Infatti noi, popolazioni mediterranee, siamo intimamente legati alla Terra e come tali usufruitori dei frutti da tale ambiente prodotti, che non sono animali. Così come i Brahmani, che potendo nutrirsi vegetariano, grazie alla ricchezza della flora locale, lo fanno. 
Per concludere: ritengo una forma di infantilismo, della specie di quella utilizzata per inventare una figura mitica in possesso di TUTTE le virtù possibili ed immaginabili dalla cultura ellenistica, ed attribuirle a un Dio-Uomo di nome Gesù (ne conosciamo anche gli inventori che sono Clemente Alessandrino e Filone d’Alessandria).  
E poiché costui è l’incarnazione di tutte le perfezioni, gli attribuiamo tutte le qualità man mano che ci vengono alla mente o introiettiamo nuove culture o maturiamo interiormente. 

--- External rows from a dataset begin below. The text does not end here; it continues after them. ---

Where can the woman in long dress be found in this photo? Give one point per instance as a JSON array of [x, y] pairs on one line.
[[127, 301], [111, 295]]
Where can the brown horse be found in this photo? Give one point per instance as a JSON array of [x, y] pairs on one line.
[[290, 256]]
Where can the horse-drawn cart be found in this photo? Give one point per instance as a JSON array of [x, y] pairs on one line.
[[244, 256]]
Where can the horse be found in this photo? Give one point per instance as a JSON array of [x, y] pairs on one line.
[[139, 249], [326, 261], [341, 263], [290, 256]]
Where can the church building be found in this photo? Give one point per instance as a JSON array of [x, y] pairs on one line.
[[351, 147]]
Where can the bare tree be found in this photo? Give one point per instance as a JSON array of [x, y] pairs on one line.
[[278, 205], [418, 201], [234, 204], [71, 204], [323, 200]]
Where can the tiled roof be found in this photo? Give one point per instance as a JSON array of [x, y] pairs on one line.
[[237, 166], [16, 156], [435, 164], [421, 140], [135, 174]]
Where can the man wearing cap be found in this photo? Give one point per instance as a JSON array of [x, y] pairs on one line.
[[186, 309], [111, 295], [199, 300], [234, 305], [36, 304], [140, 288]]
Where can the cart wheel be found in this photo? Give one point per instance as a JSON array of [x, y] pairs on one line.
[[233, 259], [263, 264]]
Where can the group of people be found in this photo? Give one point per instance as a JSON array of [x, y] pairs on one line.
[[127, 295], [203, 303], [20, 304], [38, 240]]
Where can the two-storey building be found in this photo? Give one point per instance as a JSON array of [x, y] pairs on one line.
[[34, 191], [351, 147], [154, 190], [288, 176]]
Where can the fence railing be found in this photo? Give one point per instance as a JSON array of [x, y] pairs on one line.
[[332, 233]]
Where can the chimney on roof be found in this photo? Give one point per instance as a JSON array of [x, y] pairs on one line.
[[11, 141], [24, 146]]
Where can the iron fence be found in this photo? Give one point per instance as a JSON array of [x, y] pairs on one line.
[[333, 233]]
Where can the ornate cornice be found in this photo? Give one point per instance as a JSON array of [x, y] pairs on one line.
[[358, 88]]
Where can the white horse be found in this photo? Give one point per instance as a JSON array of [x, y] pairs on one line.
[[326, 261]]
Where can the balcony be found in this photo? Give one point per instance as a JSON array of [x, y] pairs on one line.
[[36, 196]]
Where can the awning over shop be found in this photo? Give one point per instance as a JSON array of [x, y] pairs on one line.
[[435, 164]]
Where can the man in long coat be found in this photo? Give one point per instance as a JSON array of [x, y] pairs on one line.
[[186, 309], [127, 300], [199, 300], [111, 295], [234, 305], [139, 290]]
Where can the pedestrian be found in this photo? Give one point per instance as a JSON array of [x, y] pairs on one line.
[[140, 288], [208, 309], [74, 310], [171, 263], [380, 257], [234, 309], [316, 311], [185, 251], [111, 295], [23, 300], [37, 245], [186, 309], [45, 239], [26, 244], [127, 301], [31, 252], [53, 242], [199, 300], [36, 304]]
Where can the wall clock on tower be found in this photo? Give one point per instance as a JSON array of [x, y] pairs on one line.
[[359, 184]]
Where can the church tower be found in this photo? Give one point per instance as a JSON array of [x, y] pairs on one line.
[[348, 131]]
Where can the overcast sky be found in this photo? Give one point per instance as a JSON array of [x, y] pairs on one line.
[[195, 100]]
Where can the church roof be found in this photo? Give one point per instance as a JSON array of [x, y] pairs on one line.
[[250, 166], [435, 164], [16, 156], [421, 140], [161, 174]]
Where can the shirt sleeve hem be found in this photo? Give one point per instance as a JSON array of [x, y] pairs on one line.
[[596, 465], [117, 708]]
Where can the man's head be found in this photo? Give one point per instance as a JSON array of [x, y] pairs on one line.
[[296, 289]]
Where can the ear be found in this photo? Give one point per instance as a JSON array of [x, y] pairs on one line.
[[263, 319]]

Secondo questo criterio, invece di invitare gli artisti a tratteggiare con arte attualistica una figura umana di santone barbuto (ah! i brahmani!) la Chiesa dovrebbe far dipingere una figura umana con tanti francobolli appiccicati sul corpo, ciascuno recante un timbro di autentificazione di una teoria e di una virtù.
Nota finale: qualcuno ha notato il nuovo Cristo new-age che sta diffondendosi con santini, immagini sacre, stampe e quant'altro?  Infatti, l'incontro fra le due concezioni della Vita e del Mondo non è avvenuto con il cinico Diogene, ma con un esponente dei Brahmani, il quale, interrogato da Alessandro, risponde in modo adeguato.